Until some 15 years ago, sphingolipids were generally believed to protect the cell surface against harmful factors in the environment by forming a mechanically stable and chemically resistant outer leaflet of the plasma membrane lipid bilayer. Furthermore, complex glycosphingolipids were found to be involved in specific functions like recognition and signaling (1). Whereas the first feature would depend on physical properties of the sphingolipids, the signaling functions involve specific interactions of the complex glycan structures on the glycosphingolipids with similar lipids on neighboring cells or with proteins. Since then, two findings have revolutionized the field. (i) Simple sphingolipid metabolites, like ceramide and sphingosine 1-phosphate, have been found to be important mediators in signaling cascades of apoptosis, proliferation, and stress responses (reviews by Hannun and Obeid (66) and Spiegel and Milstien (67)). (ii) It has been realized that ceramidebased lipids self-aggregate in cellular membranes to form a separate phase that is less fluid (liquid-ordered) than the bulk liquid-disordered phospholipids based on diacylglycerol. Sphingolipid-based microdomains or “rafts” were originally proposed to sort membrane proteins along the cellular pathways of membrane transport (2).

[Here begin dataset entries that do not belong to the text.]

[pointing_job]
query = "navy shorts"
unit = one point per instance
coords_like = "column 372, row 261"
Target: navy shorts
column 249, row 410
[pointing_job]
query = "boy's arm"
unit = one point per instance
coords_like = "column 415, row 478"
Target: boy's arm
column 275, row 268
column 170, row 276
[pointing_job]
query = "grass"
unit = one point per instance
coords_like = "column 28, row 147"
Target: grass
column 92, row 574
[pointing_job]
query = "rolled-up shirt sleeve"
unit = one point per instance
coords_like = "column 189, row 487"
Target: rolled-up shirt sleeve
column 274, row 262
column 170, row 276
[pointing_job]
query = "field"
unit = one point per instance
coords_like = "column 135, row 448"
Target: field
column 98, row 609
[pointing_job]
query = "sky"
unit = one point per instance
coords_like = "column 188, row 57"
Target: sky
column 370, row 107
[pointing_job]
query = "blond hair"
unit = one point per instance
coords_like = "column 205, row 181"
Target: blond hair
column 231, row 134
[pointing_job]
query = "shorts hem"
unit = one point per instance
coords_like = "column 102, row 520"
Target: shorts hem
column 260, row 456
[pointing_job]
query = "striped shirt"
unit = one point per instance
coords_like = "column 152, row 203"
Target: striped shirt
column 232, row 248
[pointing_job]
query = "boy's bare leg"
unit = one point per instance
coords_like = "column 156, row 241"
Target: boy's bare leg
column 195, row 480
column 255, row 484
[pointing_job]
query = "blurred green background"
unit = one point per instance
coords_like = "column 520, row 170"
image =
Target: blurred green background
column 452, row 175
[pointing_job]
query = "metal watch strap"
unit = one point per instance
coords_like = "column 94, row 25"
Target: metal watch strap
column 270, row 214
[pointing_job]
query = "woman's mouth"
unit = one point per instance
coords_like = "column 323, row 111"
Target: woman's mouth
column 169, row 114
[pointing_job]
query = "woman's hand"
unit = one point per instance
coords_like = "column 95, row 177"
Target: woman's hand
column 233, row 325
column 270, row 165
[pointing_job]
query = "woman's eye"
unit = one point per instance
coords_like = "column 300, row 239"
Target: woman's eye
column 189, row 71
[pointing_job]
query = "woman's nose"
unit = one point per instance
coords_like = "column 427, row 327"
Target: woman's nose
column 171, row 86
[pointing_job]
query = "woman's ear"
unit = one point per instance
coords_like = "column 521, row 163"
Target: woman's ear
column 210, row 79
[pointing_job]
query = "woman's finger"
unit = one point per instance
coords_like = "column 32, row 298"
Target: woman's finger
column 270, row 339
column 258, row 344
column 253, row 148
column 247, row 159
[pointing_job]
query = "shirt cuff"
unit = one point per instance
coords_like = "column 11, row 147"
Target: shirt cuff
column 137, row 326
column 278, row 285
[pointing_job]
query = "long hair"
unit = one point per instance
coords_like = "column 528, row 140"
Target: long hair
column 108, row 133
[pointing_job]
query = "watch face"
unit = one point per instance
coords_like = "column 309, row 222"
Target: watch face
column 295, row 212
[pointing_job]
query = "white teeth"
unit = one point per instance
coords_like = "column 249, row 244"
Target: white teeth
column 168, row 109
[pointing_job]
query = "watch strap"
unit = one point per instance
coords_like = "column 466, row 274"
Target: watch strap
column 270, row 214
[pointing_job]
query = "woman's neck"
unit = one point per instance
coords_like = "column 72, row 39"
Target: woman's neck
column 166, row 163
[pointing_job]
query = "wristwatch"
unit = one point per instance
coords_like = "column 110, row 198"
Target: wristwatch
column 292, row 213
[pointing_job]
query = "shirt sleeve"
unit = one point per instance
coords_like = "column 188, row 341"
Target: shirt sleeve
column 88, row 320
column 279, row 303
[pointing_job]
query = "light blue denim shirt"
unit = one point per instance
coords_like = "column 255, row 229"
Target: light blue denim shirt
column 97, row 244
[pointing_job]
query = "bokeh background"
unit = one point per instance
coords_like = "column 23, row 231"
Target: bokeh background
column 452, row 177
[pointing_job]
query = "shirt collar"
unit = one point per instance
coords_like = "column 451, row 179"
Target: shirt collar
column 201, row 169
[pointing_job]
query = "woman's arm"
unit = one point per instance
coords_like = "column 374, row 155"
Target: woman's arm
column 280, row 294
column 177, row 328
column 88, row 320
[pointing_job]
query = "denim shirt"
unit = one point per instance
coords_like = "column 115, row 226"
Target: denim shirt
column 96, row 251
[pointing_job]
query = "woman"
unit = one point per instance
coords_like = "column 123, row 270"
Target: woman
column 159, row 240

Presently, most excitement focuses on their organizing functions in signal transduction (3). Sphingolipids are synthesized in the ER 1 and the Golgi but are enriched in plasma membrane and endosomes where they perform many of their functions. Thus, sphingolipids travel between organelles. Transport occurs via transport vesicles and via monomeric transport through the cytosol. Furthermore, some sphingolipids efficiently translocate across cellular membranes. That transport is not random is clear from the heterogeneous distribution of sphingolipids over the cell; sphingolipids are virtually absent from mitochondria and the ER but constitute 20 –35 mol % of the plasma membrane lipids (Table I). Furthermore, signaling pools of sphingolipids do not freely mix with pools of biosynthesis and degradation (reviews by Hannun and Obeid (66), Merrill (68), and Spiegel and Milstien (67)). The specificity in sphingolipid transport is the topic of the present review.